Climate finance target
Although the final text mentions a new climate finance target of $1,300 billion, which is the amount that developing countries need to combat climate change and absorb climate damage, the contribution from rich countries is ‘only’ $300 billion.
It is completely unclear where the rest of the proposed total amount of $1,300 billion will come from. Developing countries have also been asked to contribute to the new total amount.
No progress
Also on other points, such as reducing global CO2 emissions, the rich countries, historically responsible for most emissions, have not made any progress. No progress was made on this at this climate summit.
“As the climate crisis continues to escalate, we see fewer and fewer countries leading the way with ambitious climate policies to stay below the critical limit of 1.5 degrees Celsius, said Hilde Stroot, climate expert at Oxfam Novib.
Mixed feelings
However, opinions about the outcome of the COP29 summit in Azerbaijan differ. “An important step,” said US President Joe Biden. Dutch Climate Minister Sophie Hermans called the climate summit agreements ‘ambitious and feasible’. Although at the same time she recognizes that poor countries need more money to arm themselves against climate change and to make the transition to renewable energy themselves.

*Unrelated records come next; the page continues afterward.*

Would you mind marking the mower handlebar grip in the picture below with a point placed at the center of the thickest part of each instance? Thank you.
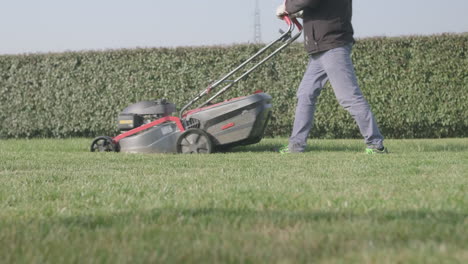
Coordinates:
(291, 21)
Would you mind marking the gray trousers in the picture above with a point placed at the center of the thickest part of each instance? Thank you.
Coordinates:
(334, 65)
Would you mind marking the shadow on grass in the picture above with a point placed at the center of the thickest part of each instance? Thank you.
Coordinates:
(311, 148)
(324, 146)
(207, 216)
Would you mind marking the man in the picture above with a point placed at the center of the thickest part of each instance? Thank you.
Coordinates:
(328, 40)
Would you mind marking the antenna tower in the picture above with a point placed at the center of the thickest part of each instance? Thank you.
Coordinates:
(257, 25)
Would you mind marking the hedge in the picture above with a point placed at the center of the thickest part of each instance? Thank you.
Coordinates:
(417, 87)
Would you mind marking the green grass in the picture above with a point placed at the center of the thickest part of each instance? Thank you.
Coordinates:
(334, 204)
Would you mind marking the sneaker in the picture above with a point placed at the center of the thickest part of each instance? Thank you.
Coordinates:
(373, 150)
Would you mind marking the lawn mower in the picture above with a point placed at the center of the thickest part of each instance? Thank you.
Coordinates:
(149, 127)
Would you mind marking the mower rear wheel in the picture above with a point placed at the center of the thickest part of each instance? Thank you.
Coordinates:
(104, 144)
(194, 141)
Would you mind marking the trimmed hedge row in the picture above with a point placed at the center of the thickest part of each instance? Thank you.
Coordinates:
(417, 87)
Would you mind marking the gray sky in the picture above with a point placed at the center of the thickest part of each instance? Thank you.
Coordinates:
(62, 25)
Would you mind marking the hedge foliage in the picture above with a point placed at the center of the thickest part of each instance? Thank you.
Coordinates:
(417, 87)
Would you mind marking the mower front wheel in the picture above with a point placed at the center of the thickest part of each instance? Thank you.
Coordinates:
(194, 141)
(104, 144)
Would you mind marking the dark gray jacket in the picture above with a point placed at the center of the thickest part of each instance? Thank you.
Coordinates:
(327, 23)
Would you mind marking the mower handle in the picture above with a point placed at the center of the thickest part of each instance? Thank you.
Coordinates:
(286, 37)
(291, 21)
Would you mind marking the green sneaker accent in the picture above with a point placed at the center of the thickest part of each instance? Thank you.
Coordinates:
(371, 151)
(284, 150)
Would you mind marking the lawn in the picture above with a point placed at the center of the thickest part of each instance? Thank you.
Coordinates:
(60, 203)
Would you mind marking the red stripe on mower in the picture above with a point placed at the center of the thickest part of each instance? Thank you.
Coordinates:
(227, 126)
(149, 125)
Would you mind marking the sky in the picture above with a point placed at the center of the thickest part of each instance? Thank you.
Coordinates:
(42, 26)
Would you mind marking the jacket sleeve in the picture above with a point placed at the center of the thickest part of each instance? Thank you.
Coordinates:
(294, 6)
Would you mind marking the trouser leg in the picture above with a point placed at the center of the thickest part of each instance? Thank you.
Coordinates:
(311, 85)
(338, 65)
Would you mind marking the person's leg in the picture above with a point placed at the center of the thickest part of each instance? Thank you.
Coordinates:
(340, 70)
(312, 83)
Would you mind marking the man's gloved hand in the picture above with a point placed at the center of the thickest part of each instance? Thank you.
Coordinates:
(281, 11)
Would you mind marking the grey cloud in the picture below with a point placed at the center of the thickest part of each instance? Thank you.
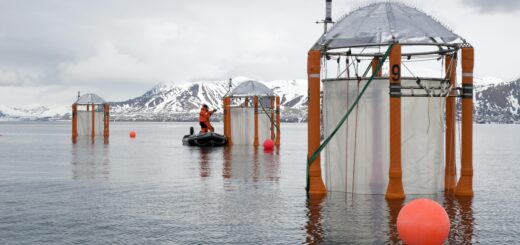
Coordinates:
(494, 6)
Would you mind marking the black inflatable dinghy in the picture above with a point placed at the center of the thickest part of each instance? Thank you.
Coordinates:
(206, 139)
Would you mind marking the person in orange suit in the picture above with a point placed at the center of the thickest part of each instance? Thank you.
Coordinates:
(204, 115)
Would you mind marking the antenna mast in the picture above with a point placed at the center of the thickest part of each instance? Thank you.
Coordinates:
(328, 15)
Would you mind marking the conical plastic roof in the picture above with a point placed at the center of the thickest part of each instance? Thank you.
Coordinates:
(382, 23)
(90, 99)
(251, 88)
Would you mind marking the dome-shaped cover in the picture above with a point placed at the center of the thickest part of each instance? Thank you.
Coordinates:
(382, 23)
(251, 88)
(88, 99)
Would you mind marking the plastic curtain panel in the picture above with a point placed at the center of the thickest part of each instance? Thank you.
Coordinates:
(264, 125)
(243, 125)
(85, 123)
(242, 121)
(357, 158)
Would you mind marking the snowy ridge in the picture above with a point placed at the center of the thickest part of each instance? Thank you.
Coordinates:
(171, 102)
(8, 113)
(496, 101)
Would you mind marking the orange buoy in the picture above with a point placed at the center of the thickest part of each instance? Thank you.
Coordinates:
(423, 221)
(268, 145)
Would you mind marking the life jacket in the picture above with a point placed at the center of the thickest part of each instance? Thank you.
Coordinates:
(204, 115)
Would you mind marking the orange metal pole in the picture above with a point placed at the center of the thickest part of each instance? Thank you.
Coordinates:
(255, 102)
(106, 121)
(224, 116)
(450, 175)
(277, 142)
(75, 120)
(375, 63)
(395, 183)
(93, 121)
(316, 185)
(465, 184)
(230, 129)
(272, 117)
(227, 119)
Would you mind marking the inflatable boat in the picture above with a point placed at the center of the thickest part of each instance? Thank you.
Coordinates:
(205, 139)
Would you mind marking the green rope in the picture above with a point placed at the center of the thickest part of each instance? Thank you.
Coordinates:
(316, 153)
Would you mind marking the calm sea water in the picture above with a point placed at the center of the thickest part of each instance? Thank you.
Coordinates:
(151, 189)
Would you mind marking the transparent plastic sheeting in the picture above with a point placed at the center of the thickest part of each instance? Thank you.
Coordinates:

“An optical illusion,” says the Indian delegation in Baku. The most nuanced assessment came from Antonio Guterres, the Secretary General of the United Nations. “The outcome is not ambitious enough in light of the challenges we face, but the agreement is a foundation on which we can build further.”
Battle-weary
Paleoclimate scientist and director of the Belgian Climate Center in Uccle Valerie Trouet is pessimistic and warns of irreversible consequences. In an article in the newspaper De Morgen, she severely criticized the lack of urgency in the fight against global warming while temperature records are being broken and natural disasters are increasingly making headlines.
“The consequences are already serious and we are still heading for 3 degrees of warming instead of 2. Climate extremes that we are already seeing today will follow each other in rapid succession.”
“They will cause suffering and damage that, as a society, will take years to repair. The pace will accelerate with more and more climate disasters. Where will the volunteers and billions continue to come from? We can’t handle that. Societies will become mentally, logistically, and economically exhausted.”
Valerie Trouet will return to the United States around Christmas. She’s battle-weary. She wants to regenerate and will continue her primary research on climatic variability over the last 2,000 years and its impact on human systems and forest ecosystems.